Giornata mondiale dei nonni e degli anziani. A Loreto celebrazione con mons. Giancarlo Vecerrica

In questo Giubileo Lauretano, il Santuario Pontificio della Santa Casa di Loreto vive oggi, 25 luglio la prima giornata mondiale dei nonni e degli anziani, in ascolto del messaggio del Santo Padre “Io sono con te tutti i giorni”. Papa Francesco, che nelle sue catechesi ricorda quanto è fondamentale il legame tra le generazioni, e che a Loreto nella Santa Casa ha firmato la sua esortazione apostolica ai giovani Christus Vivit, nell’indire questa giornata dedicata ai nonni, ravviva in Loreto l’importanza della presenza della Santa Casa. Nella Santa Casa di Nazareth, di cui Loreto custodisce le tre pareti, hanno vissuto Sant’Anna e San Giacchino i genitori di Maria e i nonni di Gesù. In quella casa dove è avvenuto l’annuncio angelico e dove la giovane Maria ha risposto il suo Si, i nonni Anna e Gioacchino non sono stati spettatori estranei del mistero, ma hanno collaborato attivamente al disegno divino, accogliendo e accomunando Maria nella sua missione. Anche oggi in tanti casi sono proprio gli anziani e i nonni, a trasmettere la fede ai nipoti e, con la loro testimonianza, ad aiutare i giovani a dire di Si a Dio. Il Santuario celebra oggi una solenne Eucarestia giubilare nel giorno dedicato ai nonni alle ore10.00. Presiede
la celebrazione S.E. Mons. Giancarlo Vecerrica, Vescovo Emerito di Fabriano-Matelica. L’Arcivescovo di Loreto, S.E. Mons. Fabio Dal Cin, al termine della celebrazione accompagna in Santa Casa due coppie di nonni e alcuni giovani per affidare alla materna protezione della B.V. di Loreto e dei Santi Anna e Gioacchino tutti i nonni estendendo la benedizione ai tanti giovani che trovano negli anziani e nei nonni la storia, la sapienza e la fede per esprimere al meglio la propria umanità.

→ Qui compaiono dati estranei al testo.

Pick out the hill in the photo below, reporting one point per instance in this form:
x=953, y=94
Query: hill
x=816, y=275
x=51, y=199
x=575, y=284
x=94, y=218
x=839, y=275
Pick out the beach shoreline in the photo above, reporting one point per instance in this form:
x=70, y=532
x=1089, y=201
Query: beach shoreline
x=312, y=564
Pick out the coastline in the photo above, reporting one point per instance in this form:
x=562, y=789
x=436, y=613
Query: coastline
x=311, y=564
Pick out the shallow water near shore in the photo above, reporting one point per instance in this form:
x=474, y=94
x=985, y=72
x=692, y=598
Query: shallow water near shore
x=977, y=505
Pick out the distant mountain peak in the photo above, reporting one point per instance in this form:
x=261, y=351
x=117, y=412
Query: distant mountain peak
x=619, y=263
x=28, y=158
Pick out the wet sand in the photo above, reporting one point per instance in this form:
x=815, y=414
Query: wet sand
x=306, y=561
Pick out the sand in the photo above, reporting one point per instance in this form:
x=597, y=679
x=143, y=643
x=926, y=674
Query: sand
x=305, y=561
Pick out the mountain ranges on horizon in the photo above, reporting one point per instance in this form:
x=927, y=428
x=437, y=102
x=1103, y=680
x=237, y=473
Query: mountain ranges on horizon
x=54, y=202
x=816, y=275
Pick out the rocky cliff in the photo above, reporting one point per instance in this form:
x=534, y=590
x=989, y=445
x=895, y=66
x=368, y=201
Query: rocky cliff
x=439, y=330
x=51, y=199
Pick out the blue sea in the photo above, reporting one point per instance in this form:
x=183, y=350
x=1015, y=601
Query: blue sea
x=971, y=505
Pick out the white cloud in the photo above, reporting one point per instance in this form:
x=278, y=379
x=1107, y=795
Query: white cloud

Nel corso della maratona di preghiera del mese di maggio indetta dal Santo Padre, che ha coinvolto trenta Santuari nel mondo, al Santuario della Santa Casa era stata affidata la preghiera per gli anziani e i nonni. I, quell’occasione l’Arcivescovo aveva ricordato come gli anziani “in questo tempo sono stati i più provati, perché la pandemia ha causato molte morti tra di loro e l’impossibilità degli spostamenti ha provocato un incremento della loro solitudine e dell’isolamento dalle nostre comunità.”